In a recent edition of The Region magazine, published by the Federal Reserve Bank of Minneapolis, retiring Minn. Fed President Gary Stern interviews Paul Volcker on a variety of topics. It’s an interview well worth reading, and reminds one why Volcker is one of the more thoughtful voices on economics and finance, even if he isn’t always right.
Some highlights. On the Obama financial reform plan:
I do not share one part of the general philosophy which seemed to emerge from this, particularly the proposal that the Federal Reserve supervise directly all “systemically important” institutions. I don’t know what “systemically important” institutions are, incidentally, but I’m sure that if you picked them out, people will assume they’re going to be saved, that they’re too big to fail. At the same time, there’d be some that you don’t pick out in advance that you’d want to save under particular circumstances. So I think that is a mistake.

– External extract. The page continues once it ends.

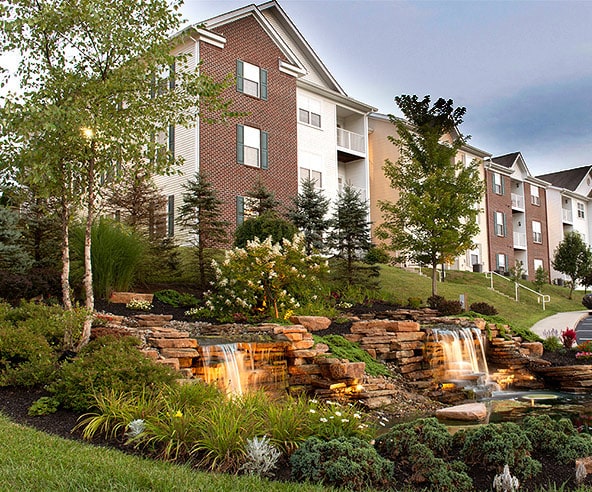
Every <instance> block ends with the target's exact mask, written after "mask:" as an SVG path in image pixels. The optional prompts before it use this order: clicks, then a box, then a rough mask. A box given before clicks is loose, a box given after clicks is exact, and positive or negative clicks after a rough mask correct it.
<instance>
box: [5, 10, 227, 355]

Volcker also express concern that those institutions at the center of the crisis are left out of the reform. Specifically he mentions that Obama Administration officials “haven’t said anything about Fannie Mae or Freddie Mac.”
Volcker also takes issue with the Administration’s proposal to regulate non-banks, including hedge funds and private equity. “I wouldn’t regulate so strictly the nonbanks. I’d like to create the impression…that there’s no automatic bailout of those institutions.”
Volcker also raises important questions about the Administration’s Keynesian stimulus actions. As the stimulus was meant to replace a reduction in private sector demand, Volcker asks “are we really dealing with the underlying pressures in the economy without permitting a relative decline in consumption to proceed?”